The code is based on variant 3, version 1.2 of the C implementation of the algorithm in [Fonseca2006]. A translation of the points was added so that the reference point is the origin, to obtain a slight speed improvement.

References

[Fonseca2006](1, 2) C. M. Fonseca, L. Paquete, M. Lopez-Ibanez. An improved dimension-sweep algorithm for the hypervolume indicator. In IEEE Congress on Evolutionary Computation, pages 1157-1163, Vancouver, Canada, July 2006.
__init__(reference_point)

Constructor.

Parameters:reference_point (iterable) – The reference point needed for the hypervolume computation.
assess_non_dom_front(front)

Return the hypervolume dominated by a non-dominated front.

Prior to the HV computation, front and reference point are translated so that the reference point is [0, ..., 0].

Parameters:front (iterable) – An iterable of points or individuals with the special property that no one is dominated by any other regarding Pareto-dominance.
Returns:hypervolume – The hypervolume dominated by these points.
Return type:float
hv_recursive(dim_index, length, bounds)

Recursive call to hypervolume calculation.

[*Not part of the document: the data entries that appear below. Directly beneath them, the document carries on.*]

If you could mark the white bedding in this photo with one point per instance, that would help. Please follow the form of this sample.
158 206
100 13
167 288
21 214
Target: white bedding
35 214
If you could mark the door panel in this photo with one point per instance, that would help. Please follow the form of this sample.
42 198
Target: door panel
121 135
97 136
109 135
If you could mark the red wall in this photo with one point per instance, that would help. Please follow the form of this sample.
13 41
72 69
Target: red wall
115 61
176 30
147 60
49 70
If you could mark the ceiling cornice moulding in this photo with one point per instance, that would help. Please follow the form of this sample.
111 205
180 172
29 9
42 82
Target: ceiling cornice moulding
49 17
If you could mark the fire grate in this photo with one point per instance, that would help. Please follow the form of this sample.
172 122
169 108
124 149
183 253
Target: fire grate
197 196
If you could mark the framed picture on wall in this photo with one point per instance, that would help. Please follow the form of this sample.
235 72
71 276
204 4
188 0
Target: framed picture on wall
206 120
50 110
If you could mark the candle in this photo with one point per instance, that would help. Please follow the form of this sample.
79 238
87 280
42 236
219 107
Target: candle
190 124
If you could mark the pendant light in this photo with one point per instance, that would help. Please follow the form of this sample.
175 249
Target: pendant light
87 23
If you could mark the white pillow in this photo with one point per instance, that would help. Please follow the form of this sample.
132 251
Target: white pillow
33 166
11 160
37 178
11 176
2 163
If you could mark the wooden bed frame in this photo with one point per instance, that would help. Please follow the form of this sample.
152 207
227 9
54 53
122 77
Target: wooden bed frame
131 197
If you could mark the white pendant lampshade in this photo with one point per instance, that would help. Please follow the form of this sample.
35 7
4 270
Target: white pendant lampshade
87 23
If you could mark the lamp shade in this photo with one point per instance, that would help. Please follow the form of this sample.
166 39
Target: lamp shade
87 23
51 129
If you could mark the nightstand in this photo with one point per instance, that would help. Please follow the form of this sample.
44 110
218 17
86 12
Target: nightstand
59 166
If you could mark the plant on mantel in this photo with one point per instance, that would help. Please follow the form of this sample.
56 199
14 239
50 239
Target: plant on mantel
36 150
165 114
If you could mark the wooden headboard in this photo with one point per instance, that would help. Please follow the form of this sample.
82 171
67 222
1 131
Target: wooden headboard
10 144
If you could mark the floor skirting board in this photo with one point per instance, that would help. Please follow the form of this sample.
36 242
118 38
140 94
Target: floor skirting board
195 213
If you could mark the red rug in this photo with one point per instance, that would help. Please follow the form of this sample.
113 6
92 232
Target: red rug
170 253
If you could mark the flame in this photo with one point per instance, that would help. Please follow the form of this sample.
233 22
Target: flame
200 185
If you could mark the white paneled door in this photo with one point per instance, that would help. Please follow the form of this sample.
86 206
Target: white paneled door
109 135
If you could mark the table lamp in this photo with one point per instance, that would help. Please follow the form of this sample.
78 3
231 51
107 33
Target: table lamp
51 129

This method should not be called directly. In contrast to [Fonseca2006], the code assumes that the reference point is [0, ..., 0]. This allows the avoidance of a few operations.

preprocess(front)

Set up the list data structure needed for calculation.

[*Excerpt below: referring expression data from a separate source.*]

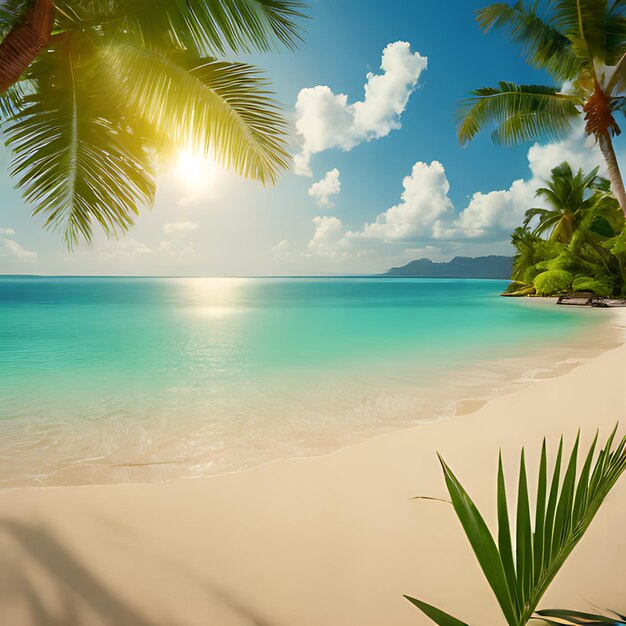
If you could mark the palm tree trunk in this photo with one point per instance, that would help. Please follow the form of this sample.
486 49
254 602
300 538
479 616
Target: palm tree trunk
615 176
24 42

static sort_by_dim(nodes, i)

Sort the list of nodes by the i-th value of the contained points.

class evoalgos.performance.MultiList(num_lists)

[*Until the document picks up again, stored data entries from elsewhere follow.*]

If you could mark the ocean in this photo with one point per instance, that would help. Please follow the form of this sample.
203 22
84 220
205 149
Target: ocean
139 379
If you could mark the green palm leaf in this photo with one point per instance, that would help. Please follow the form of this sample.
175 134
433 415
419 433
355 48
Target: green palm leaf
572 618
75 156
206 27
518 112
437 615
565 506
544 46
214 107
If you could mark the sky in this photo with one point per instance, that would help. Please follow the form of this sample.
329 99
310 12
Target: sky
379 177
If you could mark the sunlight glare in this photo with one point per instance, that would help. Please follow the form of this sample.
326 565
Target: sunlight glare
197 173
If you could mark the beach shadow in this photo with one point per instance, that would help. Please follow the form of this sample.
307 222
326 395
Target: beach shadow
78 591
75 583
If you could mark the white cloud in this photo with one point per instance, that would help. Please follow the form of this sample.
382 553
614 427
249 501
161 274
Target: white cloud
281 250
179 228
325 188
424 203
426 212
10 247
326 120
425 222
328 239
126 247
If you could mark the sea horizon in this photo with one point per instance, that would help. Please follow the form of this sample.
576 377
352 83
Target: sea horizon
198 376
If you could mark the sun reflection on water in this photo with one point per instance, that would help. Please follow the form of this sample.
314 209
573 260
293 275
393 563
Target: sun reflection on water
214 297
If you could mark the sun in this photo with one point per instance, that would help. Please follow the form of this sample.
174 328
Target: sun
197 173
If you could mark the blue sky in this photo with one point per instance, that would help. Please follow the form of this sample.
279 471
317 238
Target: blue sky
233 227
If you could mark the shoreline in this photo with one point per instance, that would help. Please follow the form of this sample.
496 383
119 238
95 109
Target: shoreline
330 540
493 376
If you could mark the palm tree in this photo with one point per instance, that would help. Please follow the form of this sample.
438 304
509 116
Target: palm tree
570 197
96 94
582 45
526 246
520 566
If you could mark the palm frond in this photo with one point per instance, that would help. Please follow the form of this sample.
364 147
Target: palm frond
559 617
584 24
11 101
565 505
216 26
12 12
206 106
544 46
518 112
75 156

A special data structure needed by FonsecaHyperVolume.

It consists of several doubly linked lists that share common nodes. So, every node has multiple predecessors and successors, one in every list.

__init__(num_lists)

Constructor.

Builds num_lists doubly linked lists.

__len__()

Return the number of lists that are included in this MultiList.

__str__()

Return a string representation of this data structure.

append(node, index)

Append a node to the end of the list at the given index.

extend(nodes, index)

Extend the list at the given index with the nodes.

get_length(i)

Return the length of the i-th list.

reinsert(node, index, bounds)

Reinsert a node back into its previous position.

Inserts node at the position it had in all lists in [0, index[ before it was removed. This method assumes that the next and previous nodes of the node that is reinserted are in the list.

remove(node, index, bounds)

Remove and return node from all lists in [0, index[.